Alors après dire cela ce n’est pas dire que, sur le temps long, ce film est parvenu à me faire oublier ses traits les plus agaçants. Ça, malheureusement : non.
Même dans ses moments les plus forts et les mieux maitrisés, cet Everything a toujours la fâcheuse tendance à vouloir trop en dire, trop en montrer, et trop en signifier, à tel point qu’il perde assez régulièrement tout ce qu’il était pourtant parvenu à gagner à travers son effusion d’idées.
D’ailleurs quand le générique de fin s’est mis à défiler, l’arrêt de la déferlante m’a très vite amené à me dégriser. Certes il y avait eu de la générosité et des bons moments indéniables, mais tout ça au service de quoi au final ?

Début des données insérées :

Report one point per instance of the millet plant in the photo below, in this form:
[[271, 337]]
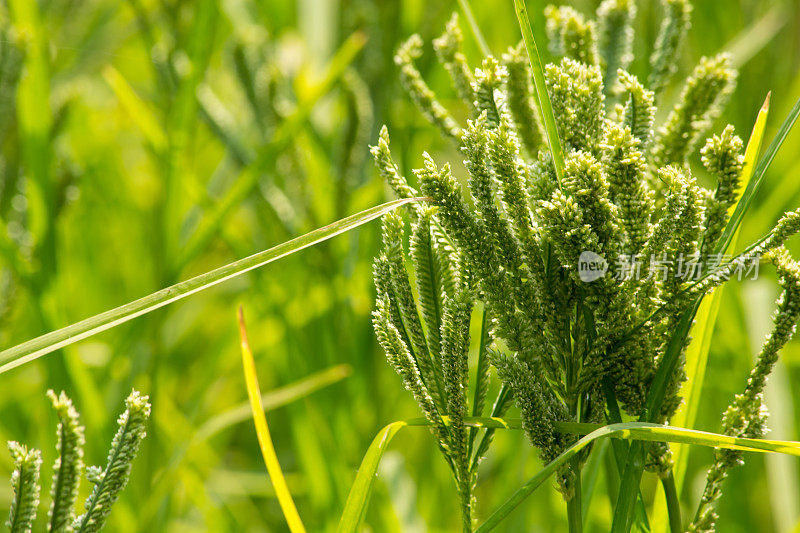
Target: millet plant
[[567, 171], [107, 482]]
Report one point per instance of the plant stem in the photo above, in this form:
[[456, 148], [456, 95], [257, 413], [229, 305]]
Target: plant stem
[[673, 503], [466, 505], [629, 488], [574, 503]]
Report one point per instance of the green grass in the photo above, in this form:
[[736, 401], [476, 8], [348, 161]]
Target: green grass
[[150, 184]]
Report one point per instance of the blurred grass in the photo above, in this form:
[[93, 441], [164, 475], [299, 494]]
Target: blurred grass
[[134, 122]]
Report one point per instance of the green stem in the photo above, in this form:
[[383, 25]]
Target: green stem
[[574, 504], [629, 488], [542, 96], [673, 503], [466, 504]]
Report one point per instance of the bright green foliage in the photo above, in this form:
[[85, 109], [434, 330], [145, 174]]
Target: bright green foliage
[[615, 38], [519, 91], [432, 363], [109, 482], [584, 281], [449, 51], [68, 467], [674, 27], [639, 111], [489, 78], [25, 482], [571, 35], [707, 89], [576, 93], [747, 415], [723, 158], [419, 91]]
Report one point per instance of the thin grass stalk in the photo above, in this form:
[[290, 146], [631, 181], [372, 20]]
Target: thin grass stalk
[[542, 96]]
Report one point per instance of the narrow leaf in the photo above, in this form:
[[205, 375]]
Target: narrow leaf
[[640, 431], [542, 96], [35, 348], [697, 352], [758, 175], [264, 439]]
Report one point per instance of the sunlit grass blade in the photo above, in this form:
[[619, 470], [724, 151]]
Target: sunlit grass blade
[[358, 499], [542, 96], [697, 352], [34, 115], [639, 431], [273, 399], [137, 109], [751, 40], [282, 137], [758, 175], [473, 24], [264, 439], [35, 348]]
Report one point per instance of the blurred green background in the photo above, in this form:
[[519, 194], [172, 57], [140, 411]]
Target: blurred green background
[[147, 141]]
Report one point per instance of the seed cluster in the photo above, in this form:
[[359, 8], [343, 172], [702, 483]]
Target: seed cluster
[[566, 346]]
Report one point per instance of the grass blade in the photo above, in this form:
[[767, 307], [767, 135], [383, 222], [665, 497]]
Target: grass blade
[[358, 499], [542, 96], [139, 111], [273, 399], [264, 439], [638, 431], [473, 24], [35, 348], [697, 352], [758, 175], [283, 137], [34, 117]]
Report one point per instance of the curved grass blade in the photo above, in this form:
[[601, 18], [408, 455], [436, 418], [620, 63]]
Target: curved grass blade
[[758, 176], [355, 508], [273, 399], [697, 352], [264, 439], [35, 348], [638, 431], [542, 96], [476, 30], [283, 137], [137, 109], [358, 499]]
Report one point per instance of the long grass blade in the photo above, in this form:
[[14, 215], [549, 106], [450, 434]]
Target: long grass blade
[[141, 114], [264, 439], [355, 507], [758, 175], [273, 399], [638, 431], [697, 352], [542, 96], [35, 348], [282, 138], [34, 115]]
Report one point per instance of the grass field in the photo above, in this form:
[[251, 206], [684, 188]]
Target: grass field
[[149, 141]]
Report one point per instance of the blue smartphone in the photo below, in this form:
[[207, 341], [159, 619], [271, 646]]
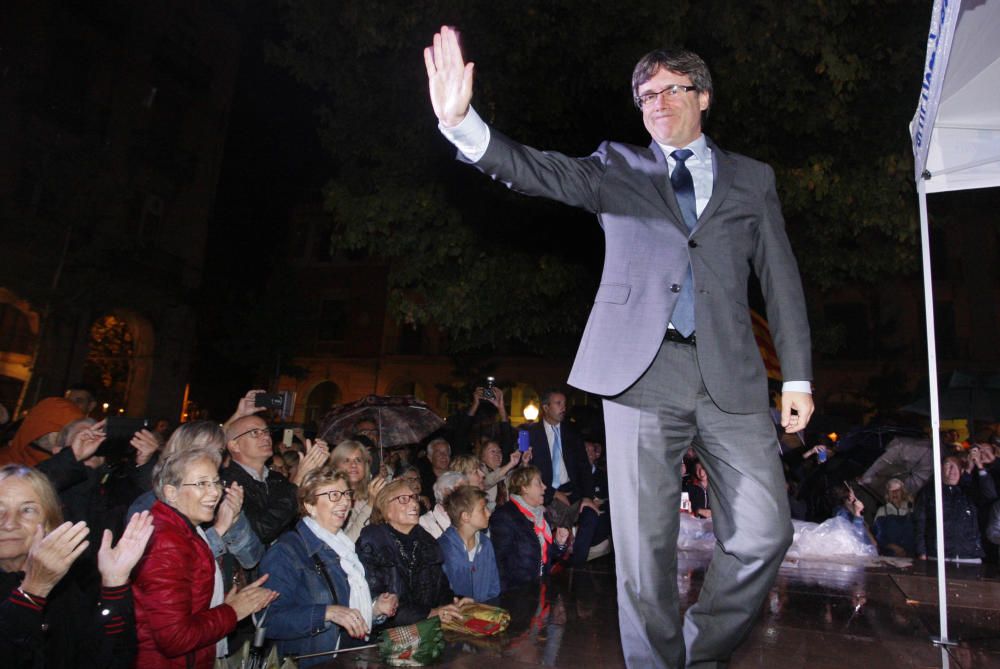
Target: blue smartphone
[[522, 440]]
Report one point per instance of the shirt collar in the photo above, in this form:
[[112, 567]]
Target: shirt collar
[[254, 474], [698, 146]]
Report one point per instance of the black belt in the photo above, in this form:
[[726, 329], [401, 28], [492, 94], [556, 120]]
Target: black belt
[[675, 336]]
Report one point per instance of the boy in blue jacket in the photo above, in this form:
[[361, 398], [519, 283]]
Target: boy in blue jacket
[[469, 560]]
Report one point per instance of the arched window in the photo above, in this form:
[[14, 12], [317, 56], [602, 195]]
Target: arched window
[[109, 361], [321, 398]]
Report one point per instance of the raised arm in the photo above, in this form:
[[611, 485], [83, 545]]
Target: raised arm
[[449, 77]]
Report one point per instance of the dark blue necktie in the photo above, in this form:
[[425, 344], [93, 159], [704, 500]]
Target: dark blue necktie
[[680, 179]]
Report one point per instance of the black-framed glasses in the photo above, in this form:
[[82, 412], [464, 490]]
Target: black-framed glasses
[[643, 99], [206, 486], [336, 495], [255, 433]]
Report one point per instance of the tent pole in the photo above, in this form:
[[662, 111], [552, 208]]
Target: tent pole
[[942, 641]]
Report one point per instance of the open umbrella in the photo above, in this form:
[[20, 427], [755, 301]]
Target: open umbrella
[[400, 419]]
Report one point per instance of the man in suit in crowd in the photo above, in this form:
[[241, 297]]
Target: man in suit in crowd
[[557, 450], [669, 342]]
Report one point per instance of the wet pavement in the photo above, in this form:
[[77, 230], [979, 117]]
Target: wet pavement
[[818, 616]]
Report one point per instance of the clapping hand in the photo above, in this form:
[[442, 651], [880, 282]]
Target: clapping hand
[[51, 555], [87, 441], [250, 599], [449, 77], [317, 453], [386, 604], [115, 564], [229, 508], [145, 444]]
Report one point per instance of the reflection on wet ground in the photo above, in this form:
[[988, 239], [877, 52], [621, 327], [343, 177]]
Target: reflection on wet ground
[[818, 616]]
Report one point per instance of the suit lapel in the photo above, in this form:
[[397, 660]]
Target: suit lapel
[[724, 169], [661, 180]]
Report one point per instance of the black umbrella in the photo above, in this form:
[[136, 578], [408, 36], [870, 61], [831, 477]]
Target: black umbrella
[[400, 419]]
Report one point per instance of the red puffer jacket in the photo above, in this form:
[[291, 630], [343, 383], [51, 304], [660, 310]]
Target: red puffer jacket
[[173, 592]]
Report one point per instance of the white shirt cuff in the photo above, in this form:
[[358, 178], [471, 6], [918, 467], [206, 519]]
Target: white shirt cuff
[[470, 137], [796, 387]]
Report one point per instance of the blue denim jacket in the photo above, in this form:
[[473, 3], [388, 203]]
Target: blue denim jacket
[[297, 618], [478, 579]]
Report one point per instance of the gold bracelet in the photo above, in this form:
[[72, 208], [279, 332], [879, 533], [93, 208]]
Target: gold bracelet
[[29, 597]]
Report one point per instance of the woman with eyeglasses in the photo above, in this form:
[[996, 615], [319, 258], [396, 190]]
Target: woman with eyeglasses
[[230, 535], [183, 613], [324, 602], [353, 459], [401, 557]]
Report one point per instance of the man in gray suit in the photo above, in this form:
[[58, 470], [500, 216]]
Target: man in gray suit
[[669, 343]]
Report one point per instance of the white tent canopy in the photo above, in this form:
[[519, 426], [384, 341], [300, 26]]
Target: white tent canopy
[[956, 146], [956, 130]]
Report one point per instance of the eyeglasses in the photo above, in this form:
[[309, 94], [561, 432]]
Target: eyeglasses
[[254, 433], [336, 495], [643, 99], [206, 486]]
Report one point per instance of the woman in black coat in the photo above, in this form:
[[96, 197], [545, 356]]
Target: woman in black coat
[[525, 545], [400, 557], [959, 501]]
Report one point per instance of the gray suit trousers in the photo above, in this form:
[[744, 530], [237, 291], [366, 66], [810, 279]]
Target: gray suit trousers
[[649, 427]]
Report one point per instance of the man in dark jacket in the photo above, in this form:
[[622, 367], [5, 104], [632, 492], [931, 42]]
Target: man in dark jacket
[[269, 500], [558, 452]]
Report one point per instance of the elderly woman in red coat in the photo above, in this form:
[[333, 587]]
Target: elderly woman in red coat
[[182, 612]]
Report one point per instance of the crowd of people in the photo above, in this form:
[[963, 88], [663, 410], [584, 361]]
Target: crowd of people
[[170, 548]]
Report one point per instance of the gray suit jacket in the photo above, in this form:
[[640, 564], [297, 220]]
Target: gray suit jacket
[[647, 249]]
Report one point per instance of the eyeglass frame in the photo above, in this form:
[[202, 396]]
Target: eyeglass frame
[[672, 91], [330, 493], [203, 488], [256, 436]]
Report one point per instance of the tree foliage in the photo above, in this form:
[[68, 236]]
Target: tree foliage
[[821, 89]]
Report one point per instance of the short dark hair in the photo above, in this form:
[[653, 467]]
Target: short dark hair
[[521, 477], [680, 61], [462, 499], [547, 394]]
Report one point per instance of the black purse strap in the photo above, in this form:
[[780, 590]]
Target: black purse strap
[[321, 570]]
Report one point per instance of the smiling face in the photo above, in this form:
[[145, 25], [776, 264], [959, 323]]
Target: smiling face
[[330, 515], [534, 492], [354, 465], [403, 516], [439, 456], [252, 445], [951, 470], [20, 515], [674, 120], [480, 516], [554, 409], [196, 502]]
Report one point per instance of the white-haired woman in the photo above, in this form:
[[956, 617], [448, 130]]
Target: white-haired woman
[[436, 520], [47, 617], [182, 611], [353, 459]]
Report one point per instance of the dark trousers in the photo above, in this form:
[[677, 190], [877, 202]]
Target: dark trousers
[[649, 427]]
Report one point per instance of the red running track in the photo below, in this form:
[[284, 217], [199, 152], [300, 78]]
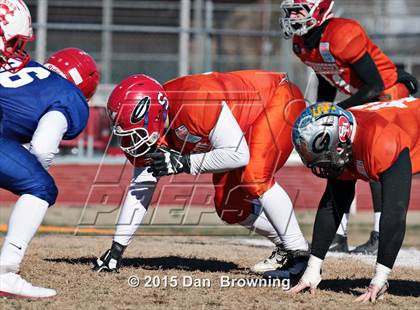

Tout ça au service d’un propos assez bateau et convenu.
Pas de quoi enflammer les cœurs non plus…
Mais bon. A un moment donné il faut aussi savoir ne pas cracher dans la soupe.
Des propositions aussi riches et aussi denses que cet Everything – quoi qu’on puisse en penser – ça n’a quand-même plus grand-chose de commun dans le monde actuel du cinéma ; surtout celui de ce cinéma étatsunien à grand spectacle.
Il faut le reconnaitre : ça fait du bien. Ç’en serait presque rafraichissement, et cela malgré la sensation d’écœurement.
Et parce qu’au fond il a su être généreux presque sans réserve, j’avoue qu’en ce qui me concerne je ne saurais retenir à l’égard de cet Everything une sincère sympathie.
Alors certes, cette sympathie me fait chier et cela parce qu’il y a dans ce film tout ce que je déteste…
…mais d’un autre côté, il y a aussi en contrepartie tout ce que j’apprécie.
Everything. Dans un seul et même film. All at once.
Alors soit. Tant pis.
Si ça doit être le prix d’un petit moment de jouissance, après tout pourquoi pas.
Goinfrons-nous et après laissons à chaque organisme l’effort de faire le tri.
Car c’est peut-être là l’un des derniers moyens de prendre son pied dans ce monde d’aujourd’hui.